Читаем Продажная тварь полностью

В бесконечно тянувшиеся летние дни, когда мне было восемь, отец придумал занять мой ленивый ум изощренной подготовкой к мажорной школе. Пока я сидел на корточках в воде и высаживал рис, отец нависал надо мной и бубнил, что приходится выбирать между евреями в Санта-Монике и язычниками в Холмби-Хиллз. Потом стал цитировать выдержки из исследования о том, что черные дети, которые учатся вместе с белыми детьми любой религиозной принадлежности, «достигают большего», а потом перескочил на сомнительное исследование, что черным было «лучше» во времена сегрегации. Я так и не понял его определения «лучше» и почему он не отправил меня учиться ни в Интерчендж, ни в Хаверфорд-Медоубрук. Наверное, для отца был слишком дорог проездной на электричку.

Я смотрел на этих ребят, сыновей и дочерей музыкальных и киномагнатов, выходивших из современного школьного знания, и вдруг понял, что, будучи единственным учеником папиной домашней школы полного цикла, я получил самое что ни на есть сегрегированное образование, свободное от необходимости посещать общественный бассейн, есть домашнее фуагра и лицезреть американский балет. И хотя я пока не приблизился к ответу на вопрос, как спасти урожай мандаринов сацума, уже примерно представлял себе, как сегрегировать школу, которая, несмотря на все намерения и цели латиносов, оставалась негритянской во всех смыслах. Я ехал домой, а в голове все время всплывал отцовский голос.

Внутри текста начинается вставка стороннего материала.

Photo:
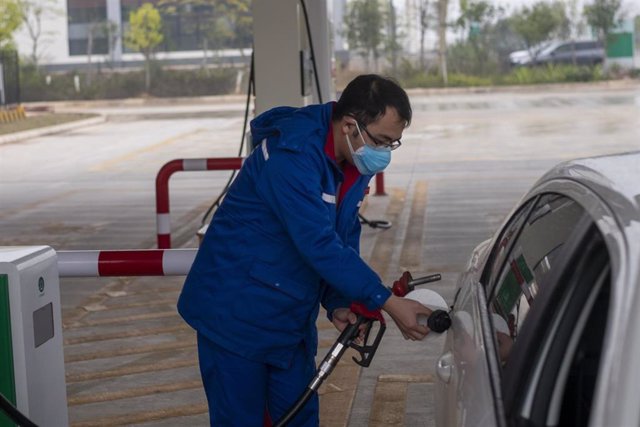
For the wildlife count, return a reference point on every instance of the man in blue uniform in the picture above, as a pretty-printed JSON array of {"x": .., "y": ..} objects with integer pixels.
[{"x": 285, "y": 241}]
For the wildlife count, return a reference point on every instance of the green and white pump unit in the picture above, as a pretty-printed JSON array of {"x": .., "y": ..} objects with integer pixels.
[{"x": 32, "y": 373}]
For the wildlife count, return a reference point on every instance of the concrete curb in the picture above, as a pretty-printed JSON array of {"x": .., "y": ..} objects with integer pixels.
[
  {"x": 33, "y": 133},
  {"x": 622, "y": 84}
]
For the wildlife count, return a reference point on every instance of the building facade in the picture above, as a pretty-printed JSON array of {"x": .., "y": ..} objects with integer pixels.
[{"x": 88, "y": 33}]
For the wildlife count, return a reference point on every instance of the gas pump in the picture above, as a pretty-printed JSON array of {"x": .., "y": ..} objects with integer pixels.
[{"x": 32, "y": 375}]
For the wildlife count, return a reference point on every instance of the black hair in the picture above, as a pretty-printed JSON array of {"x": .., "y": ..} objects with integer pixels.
[{"x": 367, "y": 97}]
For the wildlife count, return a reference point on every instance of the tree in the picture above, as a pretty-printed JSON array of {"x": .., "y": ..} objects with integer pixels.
[
  {"x": 601, "y": 15},
  {"x": 538, "y": 24},
  {"x": 423, "y": 11},
  {"x": 443, "y": 7},
  {"x": 144, "y": 35},
  {"x": 365, "y": 26},
  {"x": 10, "y": 20},
  {"x": 217, "y": 23},
  {"x": 474, "y": 15},
  {"x": 392, "y": 46}
]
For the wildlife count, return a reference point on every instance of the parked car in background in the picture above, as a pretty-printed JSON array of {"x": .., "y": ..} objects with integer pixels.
[
  {"x": 546, "y": 316},
  {"x": 582, "y": 52}
]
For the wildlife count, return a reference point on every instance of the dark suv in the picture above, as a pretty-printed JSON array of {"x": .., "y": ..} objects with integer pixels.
[{"x": 588, "y": 52}]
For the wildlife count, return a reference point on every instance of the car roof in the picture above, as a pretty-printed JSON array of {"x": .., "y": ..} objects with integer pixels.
[{"x": 614, "y": 178}]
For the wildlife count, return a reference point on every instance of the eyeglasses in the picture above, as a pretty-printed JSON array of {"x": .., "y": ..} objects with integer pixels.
[{"x": 392, "y": 145}]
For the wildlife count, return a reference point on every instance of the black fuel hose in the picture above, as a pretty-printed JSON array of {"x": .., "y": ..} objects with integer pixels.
[
  {"x": 13, "y": 413},
  {"x": 324, "y": 370}
]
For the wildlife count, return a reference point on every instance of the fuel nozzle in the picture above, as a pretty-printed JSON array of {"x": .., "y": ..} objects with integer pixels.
[
  {"x": 406, "y": 283},
  {"x": 439, "y": 320}
]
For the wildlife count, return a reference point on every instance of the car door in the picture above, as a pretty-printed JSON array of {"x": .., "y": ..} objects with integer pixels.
[
  {"x": 465, "y": 392},
  {"x": 556, "y": 317},
  {"x": 509, "y": 352}
]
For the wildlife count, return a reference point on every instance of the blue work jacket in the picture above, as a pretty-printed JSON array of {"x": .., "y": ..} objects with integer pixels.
[{"x": 278, "y": 246}]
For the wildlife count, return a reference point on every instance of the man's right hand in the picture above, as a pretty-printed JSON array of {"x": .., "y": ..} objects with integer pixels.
[{"x": 404, "y": 313}]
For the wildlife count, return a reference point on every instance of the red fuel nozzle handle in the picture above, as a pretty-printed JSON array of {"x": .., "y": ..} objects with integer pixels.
[
  {"x": 366, "y": 350},
  {"x": 406, "y": 283}
]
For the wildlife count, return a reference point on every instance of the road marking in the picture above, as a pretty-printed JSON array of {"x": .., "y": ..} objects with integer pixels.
[
  {"x": 133, "y": 392},
  {"x": 125, "y": 319},
  {"x": 100, "y": 167},
  {"x": 411, "y": 256},
  {"x": 383, "y": 250},
  {"x": 179, "y": 345},
  {"x": 132, "y": 369},
  {"x": 141, "y": 417},
  {"x": 182, "y": 327}
]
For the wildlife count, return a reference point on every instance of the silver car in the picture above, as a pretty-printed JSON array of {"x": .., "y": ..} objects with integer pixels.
[{"x": 546, "y": 318}]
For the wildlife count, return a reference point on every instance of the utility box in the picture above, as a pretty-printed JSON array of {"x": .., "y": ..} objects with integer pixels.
[{"x": 31, "y": 355}]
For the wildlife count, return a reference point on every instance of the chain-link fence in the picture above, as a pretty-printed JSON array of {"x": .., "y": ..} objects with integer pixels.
[{"x": 9, "y": 78}]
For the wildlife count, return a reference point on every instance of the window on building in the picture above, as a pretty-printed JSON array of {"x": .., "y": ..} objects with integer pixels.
[{"x": 86, "y": 20}]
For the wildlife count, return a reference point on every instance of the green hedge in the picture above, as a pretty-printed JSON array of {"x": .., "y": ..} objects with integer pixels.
[
  {"x": 412, "y": 77},
  {"x": 36, "y": 86}
]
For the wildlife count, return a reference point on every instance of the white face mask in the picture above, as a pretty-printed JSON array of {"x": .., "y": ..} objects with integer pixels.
[{"x": 367, "y": 159}]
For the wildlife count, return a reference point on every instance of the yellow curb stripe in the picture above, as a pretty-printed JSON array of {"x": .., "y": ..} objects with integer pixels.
[
  {"x": 423, "y": 378},
  {"x": 389, "y": 402}
]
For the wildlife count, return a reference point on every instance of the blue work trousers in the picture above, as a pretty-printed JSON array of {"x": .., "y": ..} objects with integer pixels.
[{"x": 240, "y": 390}]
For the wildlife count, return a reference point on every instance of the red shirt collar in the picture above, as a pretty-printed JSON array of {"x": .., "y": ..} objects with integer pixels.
[{"x": 351, "y": 173}]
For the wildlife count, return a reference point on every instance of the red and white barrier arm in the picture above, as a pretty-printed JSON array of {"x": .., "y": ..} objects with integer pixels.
[
  {"x": 151, "y": 262},
  {"x": 380, "y": 184},
  {"x": 163, "y": 219}
]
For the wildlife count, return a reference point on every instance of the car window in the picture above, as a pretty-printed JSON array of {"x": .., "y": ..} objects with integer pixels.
[
  {"x": 504, "y": 243},
  {"x": 553, "y": 278},
  {"x": 530, "y": 260}
]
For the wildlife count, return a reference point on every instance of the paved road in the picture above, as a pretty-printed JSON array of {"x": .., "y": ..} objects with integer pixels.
[{"x": 465, "y": 161}]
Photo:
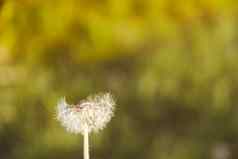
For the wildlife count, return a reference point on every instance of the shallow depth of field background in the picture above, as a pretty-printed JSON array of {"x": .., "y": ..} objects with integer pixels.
[{"x": 172, "y": 66}]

Когда я вернулся домой, Хомини стоял во дворе под большим бело-зеленым зонтиком, впечатав босые ступни в мокрую траву. С тех пор как я согласился сегрегировать школу, он стал более старательным работником. До Джона Генри[143] ему, конечно, было охрененно далеко, но если что-то на ферме вызывало его интерес, он даже мог проявить инициативу. В последнее время он оберегал мое мандариновое дерево. Мог часами стоять возле него, отгоняя птиц и жуков. Сацума навевала ему воспоминания о дружной жизни на киностудии. Как он боролся с Уизером на пальцах. Как треснул по башке Толстяка Арбакла[144]. Как они играли в «Правду или действие» — проигравший должен был пробежать через съемочную площадку Лорела и Харди[145]. Мандарины сацума Хомини открыл для себя во время перерыва на съемках эпизода «Вот Париж, а там аббат»[146]. Почти вся группа сидела на съемочной площадке за столом для закусок, поедая кексы и запивая их крем-содой. Но в тот день на съемки пришли владельцы южного кинотеатра, и студийное руководство, которое желало подлизаться к кастовой системе, запрещавшей прокат фильмов с одновременным участием цветных и белых детей, попросило Гречиху и Хомини поесть в компании статистов-японцев, которых после облав на иммигрантов тридцать шестого года начали звать на роли мексиканских бандитов. Статисты угостили детей совсем не американской лапшой соба и мандаринами сацума из Страны восходящего солнца. В отличие от арбузов, горьковато-сладкие мандарины хорошо перебивали во рту у мальчишек трагикомическое арбузное послевкусие от съемок. В конце концов, и Гречиха, и Хомини включили в свой контракт: на съемочной площадке — только сацума. Никаких клементинов, танжеринов или танжело. Потому что после многочасового кривляния ничто так не восстанавливает чувство собственного достоинства, как сочный сацума.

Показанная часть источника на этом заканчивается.